New teachers' union established

The founding congress of a new teachers' trade union, the Norwegian Education Union (Utdanningsforbundet) was held in October 2001. The new organisation will be formally established at the beginning of 2002, and will be Norway's third-largest union, with around 130,000 members.

The founding congress of a new Norwegian teachers' trade union was held on 2–4 October 2001. The Norwegian Education Union (Utdanningsforbundet), the name given to the new organisation, will formally come into operation on 1 January 2002. It has been established through a merger of the Norwegian Union of Teachers (Norsk Lærerlag, NL), with approximately 90,000 members, and the Teachers Unions Norway (Lærerforbundet), with some 40,000 members. The merger process was formally initiated in the spring of 1999 (NO0107135N). The new union will have approximately 130,000 members, making it Norway's third-largest union. The main bulk of its members are drawn from the primary school and lower- and upper-secondary school levels. Furthermore, a majority of Norwegian pre-school teachers will also be part of the new organisation. While the distribution of members in terms of gender is relatively balanced in Teachers Unions Norway, there is a significant majority of women in NL.

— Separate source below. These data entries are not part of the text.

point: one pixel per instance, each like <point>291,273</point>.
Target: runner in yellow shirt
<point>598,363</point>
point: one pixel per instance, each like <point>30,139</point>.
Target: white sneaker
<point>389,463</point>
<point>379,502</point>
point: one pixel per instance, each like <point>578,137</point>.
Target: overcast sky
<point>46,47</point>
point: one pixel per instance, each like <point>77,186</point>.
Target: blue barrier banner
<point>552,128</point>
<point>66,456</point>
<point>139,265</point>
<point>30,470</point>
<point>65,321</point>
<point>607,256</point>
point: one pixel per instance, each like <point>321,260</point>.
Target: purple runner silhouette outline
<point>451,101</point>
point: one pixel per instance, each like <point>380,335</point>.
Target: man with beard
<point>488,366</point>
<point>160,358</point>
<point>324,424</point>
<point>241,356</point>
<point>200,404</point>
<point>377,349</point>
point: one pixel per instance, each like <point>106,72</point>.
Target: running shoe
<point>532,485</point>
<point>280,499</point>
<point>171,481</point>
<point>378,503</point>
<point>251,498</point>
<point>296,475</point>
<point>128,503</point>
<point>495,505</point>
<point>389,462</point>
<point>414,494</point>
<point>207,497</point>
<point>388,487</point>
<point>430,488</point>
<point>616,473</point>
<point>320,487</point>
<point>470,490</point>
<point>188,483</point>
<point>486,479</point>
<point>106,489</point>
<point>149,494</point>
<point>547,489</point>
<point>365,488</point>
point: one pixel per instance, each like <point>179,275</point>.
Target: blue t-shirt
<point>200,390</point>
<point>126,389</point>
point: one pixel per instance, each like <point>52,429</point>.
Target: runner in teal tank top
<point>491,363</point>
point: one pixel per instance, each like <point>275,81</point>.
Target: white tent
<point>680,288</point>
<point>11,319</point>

It is emphasised that this a case of 'two equal organisations merging', and as such they will enjoy equal representation in the new organisation's decision-making bodies - at least in the period leading up to the first ordinary congress in 2003. The implication is that both organisations will have the same number of representatives on the central committee, despite the fact that NL is more than twice the size of Teachers Union Norway. The leader of NL, Helga Hjetland, was elected leader and Anders Folkestad, the leader of the Teachers Union Norway, was elected deputy leader of the Norwegian Education Union.

In addition to a female leader, 10 out of 18 representatives on the new union's central committee are also women. In the organisational rules of the new union it is stipulated that the union will aspire to achieve a female share of 50% in all elected offices in the organisation. This is a somewhat weaker provision than that in the organisational rules of NL, which stipulates that there should be at least 50% women in all elected bodies including the leadership.

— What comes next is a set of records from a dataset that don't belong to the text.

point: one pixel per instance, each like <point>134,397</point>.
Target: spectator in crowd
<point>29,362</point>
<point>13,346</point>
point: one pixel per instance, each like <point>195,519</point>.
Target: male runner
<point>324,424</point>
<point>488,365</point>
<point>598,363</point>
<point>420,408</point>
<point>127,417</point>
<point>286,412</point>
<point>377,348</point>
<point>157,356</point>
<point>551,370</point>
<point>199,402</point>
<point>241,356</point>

The founding congress of the Norwegian Education Union decided to continue the deliberations over the establishment a new union confederation, which involve NL and Teachers Union Norway in collaboration with unions for police officers and nurses (NO0009106F). Neither teachers' union currently belongs to a confederation.

The new Norwegian Education Union will work to increase resource allocation to the educational system, and to maintain public control over the national school system. Furthermore, it will also direct efforts towards increasing teachers' salaries, and promoting the principle of wage setting by means of central collective negotiations. The merger and the decision to continue work on creating a new main confederation will serve to weaken the longstanding cooperative relationship between NL and the Norwegian Confederation of Trade Unions (Landsorganisasjonen i Norge, LO).

Support for the merger has been considerable in both participating organisations, although there have been some worries among pre-school teachers and among teachers at the upper-secondary school level. The former fear a loss of influence in a new and larger union, where teachers in the ordinary school system will make up an even larger majority than at present. There are also worries that teachers with an extensive academic education may choose to opt out in favour of other organisations. However, in ballots carried out during the summer of 2001, only 6% of NL members were opposed to the merger. The figure was much higher in Teachers Union Norway, at 30%.